Occupy Monsanto increased its resolve to publicize three issues at the shareholders meeting:

  1. the company’s history of chemically poisoning agricultural workers and others with its products;
  2. the need for transparency by labeling GM food; and
  3. holding the company accountable for destroying the livelihood of farmers throughout the world.

“Three years ago Monsanto acted like we did not exist,” Eidinger said. “Now they are attempting to portray themselves as transparent by letting journalists from around the world listen to them. It was a huge success to go to a mundane closed meeting, force it open for the public to see, and turn it into a news event the same day that Obama gave his State of the Union speech.”

Since stockholders can submit the same resolution up to three times, Eidinger plans to bring it up again in 2015 and 2016. He hopes that thousands of people will come to St. Louis if the company does nothing to mend its ways.

Who Doesn’t Give a Rat’s Tail?

As artistically brilliant as the fishy fleet is, the rat stole the show. While police prepared to impound the fishy fleet and arrest those linked to it, an enormous rat began running around Monsanto’s lawn, frequently stopping to roll on the ground. In a flash, leaped atop the main MWH sign near the entrance.

An entire squad of police dashed to the sign. The rat leapt down, hightailing it with six to eight cops in hot pursuit. The rat seemed to be getting away as snarled traffic on Olive was treated to a carnival scene. One cop tackled the rat and others jumped on him, tore off his tail, handcuffed him and took him to a squad car.

After the rat got out of jail, I had the opportunity to conduct what I thought would be the first human-to-rat interview. But soon I became convinced that it was not a rat at all but rather, a man in a rat suit. It wasn’t just that the rat was over six feet tall. The giveaway was that the rat could carry out a conversation. I am certain that rats cannot speak English, not even genetically engineered rats. It tipped me off when he said, “I represent millions of rats who would like to see fewer GMOs.”

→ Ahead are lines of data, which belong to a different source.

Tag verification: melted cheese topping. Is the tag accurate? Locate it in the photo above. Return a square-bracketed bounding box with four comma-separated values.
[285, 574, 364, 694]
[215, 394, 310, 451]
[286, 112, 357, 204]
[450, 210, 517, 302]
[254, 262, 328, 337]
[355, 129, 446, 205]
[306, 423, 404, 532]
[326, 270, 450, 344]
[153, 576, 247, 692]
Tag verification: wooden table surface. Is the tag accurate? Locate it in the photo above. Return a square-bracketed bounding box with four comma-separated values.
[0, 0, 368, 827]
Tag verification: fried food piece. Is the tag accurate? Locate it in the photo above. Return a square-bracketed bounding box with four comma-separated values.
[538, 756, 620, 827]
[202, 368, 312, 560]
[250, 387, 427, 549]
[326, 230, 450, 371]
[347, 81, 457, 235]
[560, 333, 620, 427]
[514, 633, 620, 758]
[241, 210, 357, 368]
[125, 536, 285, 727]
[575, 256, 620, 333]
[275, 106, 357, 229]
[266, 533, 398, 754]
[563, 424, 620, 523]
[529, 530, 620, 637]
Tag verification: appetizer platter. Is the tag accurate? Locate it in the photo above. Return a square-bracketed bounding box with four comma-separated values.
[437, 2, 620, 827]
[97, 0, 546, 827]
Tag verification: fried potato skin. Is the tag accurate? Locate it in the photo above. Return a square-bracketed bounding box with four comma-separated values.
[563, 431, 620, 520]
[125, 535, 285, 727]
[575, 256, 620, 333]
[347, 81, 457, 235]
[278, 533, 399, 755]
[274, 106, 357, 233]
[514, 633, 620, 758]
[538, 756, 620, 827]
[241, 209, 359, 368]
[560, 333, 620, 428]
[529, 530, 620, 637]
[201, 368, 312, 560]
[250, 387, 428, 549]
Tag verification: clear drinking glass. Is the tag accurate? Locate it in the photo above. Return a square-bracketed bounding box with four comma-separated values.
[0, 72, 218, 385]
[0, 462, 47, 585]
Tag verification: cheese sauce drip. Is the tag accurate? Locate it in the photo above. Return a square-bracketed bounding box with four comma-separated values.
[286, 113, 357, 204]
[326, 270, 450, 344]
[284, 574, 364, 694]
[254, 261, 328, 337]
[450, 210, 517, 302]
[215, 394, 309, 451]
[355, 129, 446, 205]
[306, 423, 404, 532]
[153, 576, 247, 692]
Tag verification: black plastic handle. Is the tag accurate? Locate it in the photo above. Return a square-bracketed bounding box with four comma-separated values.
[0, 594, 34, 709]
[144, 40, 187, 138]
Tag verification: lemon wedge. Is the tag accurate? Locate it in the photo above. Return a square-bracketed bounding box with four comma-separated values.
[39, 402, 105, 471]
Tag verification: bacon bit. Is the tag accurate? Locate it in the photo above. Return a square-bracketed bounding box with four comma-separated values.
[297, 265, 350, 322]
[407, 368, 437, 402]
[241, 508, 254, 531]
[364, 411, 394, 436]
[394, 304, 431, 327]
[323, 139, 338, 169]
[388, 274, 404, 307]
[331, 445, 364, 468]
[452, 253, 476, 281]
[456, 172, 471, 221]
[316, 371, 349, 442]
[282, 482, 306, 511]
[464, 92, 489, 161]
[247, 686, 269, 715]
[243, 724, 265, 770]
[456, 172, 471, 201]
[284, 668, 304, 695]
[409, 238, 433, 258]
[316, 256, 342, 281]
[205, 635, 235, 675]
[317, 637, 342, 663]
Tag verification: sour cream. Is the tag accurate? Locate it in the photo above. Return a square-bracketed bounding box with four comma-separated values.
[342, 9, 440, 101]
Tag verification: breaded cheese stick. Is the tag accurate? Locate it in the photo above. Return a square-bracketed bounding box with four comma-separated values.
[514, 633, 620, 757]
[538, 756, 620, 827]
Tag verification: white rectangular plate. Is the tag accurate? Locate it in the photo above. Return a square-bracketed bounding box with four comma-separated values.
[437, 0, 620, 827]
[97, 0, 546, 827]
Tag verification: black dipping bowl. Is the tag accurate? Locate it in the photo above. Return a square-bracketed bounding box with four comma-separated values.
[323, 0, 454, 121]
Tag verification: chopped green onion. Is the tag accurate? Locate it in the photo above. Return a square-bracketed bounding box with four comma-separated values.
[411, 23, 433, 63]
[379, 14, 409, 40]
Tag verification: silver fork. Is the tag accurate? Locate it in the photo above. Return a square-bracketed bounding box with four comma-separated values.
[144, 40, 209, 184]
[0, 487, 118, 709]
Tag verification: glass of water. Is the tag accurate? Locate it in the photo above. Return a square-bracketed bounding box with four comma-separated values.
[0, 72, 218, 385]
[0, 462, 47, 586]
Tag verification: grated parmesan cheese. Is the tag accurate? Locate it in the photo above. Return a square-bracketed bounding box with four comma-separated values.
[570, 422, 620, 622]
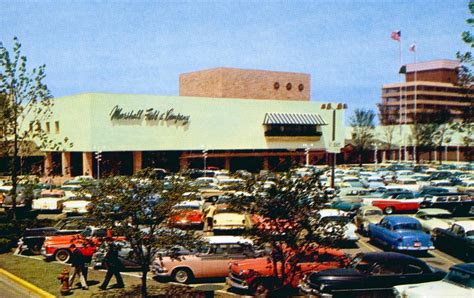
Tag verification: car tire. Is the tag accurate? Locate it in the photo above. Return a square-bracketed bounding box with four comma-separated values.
[171, 268, 193, 284]
[253, 281, 270, 297]
[30, 244, 41, 255]
[54, 249, 71, 263]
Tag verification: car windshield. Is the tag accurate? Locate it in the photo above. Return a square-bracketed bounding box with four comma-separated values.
[444, 269, 474, 289]
[466, 230, 474, 240]
[393, 223, 421, 230]
[426, 213, 453, 219]
[173, 205, 200, 210]
[365, 210, 383, 216]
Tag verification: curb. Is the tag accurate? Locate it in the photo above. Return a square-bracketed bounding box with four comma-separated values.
[0, 268, 56, 298]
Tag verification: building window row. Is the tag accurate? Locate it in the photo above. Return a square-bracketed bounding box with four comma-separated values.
[273, 82, 304, 92]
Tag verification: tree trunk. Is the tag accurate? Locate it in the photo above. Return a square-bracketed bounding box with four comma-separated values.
[140, 267, 148, 298]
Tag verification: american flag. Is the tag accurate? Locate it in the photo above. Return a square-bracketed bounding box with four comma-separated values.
[390, 30, 402, 41]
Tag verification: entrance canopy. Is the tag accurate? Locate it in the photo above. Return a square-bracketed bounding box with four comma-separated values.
[263, 113, 327, 125]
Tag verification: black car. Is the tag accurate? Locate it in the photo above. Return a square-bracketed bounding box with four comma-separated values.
[420, 193, 474, 216]
[300, 252, 446, 297]
[433, 220, 474, 262]
[18, 216, 95, 254]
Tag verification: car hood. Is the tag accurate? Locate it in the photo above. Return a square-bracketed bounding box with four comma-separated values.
[308, 268, 361, 283]
[63, 200, 91, 208]
[45, 234, 85, 244]
[230, 257, 273, 274]
[395, 281, 473, 298]
[364, 215, 383, 224]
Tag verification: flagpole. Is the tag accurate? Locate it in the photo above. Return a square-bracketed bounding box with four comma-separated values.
[398, 34, 403, 162]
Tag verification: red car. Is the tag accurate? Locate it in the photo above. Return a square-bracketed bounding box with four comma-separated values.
[372, 199, 420, 214]
[227, 247, 350, 294]
[169, 201, 204, 228]
[41, 227, 113, 263]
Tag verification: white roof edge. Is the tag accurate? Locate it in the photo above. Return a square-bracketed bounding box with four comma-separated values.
[406, 59, 461, 72]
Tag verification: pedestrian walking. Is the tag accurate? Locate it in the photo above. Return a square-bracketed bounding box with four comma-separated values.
[69, 244, 89, 290]
[204, 202, 216, 231]
[99, 238, 125, 290]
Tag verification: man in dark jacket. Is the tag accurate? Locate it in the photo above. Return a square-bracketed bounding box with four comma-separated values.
[99, 239, 125, 290]
[69, 244, 89, 290]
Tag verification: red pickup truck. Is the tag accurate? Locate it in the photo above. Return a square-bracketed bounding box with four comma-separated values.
[227, 247, 350, 294]
[41, 227, 111, 263]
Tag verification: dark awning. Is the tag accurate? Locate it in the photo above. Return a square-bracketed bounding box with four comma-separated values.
[263, 113, 327, 125]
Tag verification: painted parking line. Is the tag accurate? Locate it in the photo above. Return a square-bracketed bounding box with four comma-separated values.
[429, 250, 461, 266]
[357, 240, 378, 252]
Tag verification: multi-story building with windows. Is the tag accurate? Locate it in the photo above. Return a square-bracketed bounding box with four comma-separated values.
[379, 60, 474, 125]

The Creve Coeur police doubly contributed to the success of the event. After making sure that traffic was slowed as much as possible, they created the spectacle of a rat eluding Keystone Cops on Monsanto’s front lawn. The rat had stayed in character throughout the ordeal of cops chasing, encircling and finally handcuffing him. Just like the real critter, he humped his back over and made little hops and twitches all the way to the police car.

The snail-paced traffic included at least three school buses filled with children pressing their noses against frozen windows, pointing and screaming. Some could be seen jumping from their seats, clapping and cheering the rat on. In just a few minutes, these kids might have learned more about the need to question Monsanto than in 12 full years of education in St. Louis schools.

Monsanto has not yet altered its policy on sowing contaminated seeds or manipulating world agriculture. But who knows? Maybe future generations of genetically mutilated creatures running across Monsanto’s lawn will prove to be one of the best forms of active childhood education in Creve Coeur, Missouri.

2 thoughts on “Hey! Keystone Cops chase Giant Rat at Monsanto World Headquarters!”

  1. To Ancient Celtic Warriors, satire and mockery were considered extremely powerful weapons. Tales of bards singing a satire of their opponent and that opponent breaking out in face welts or other incapacitating physical effects are not uncommon. Laughter isn’t just the most powerful medicine; it’s also one of the most powerful weapons for defeating a superficially more powerful enemy.

    1. LMAO!!! How effective! How …educational, especially for the kids on the school buses whose real education occurred on the way home from school. Awesome! 🙂 I am in tears over the rat. That was a GREAT performance.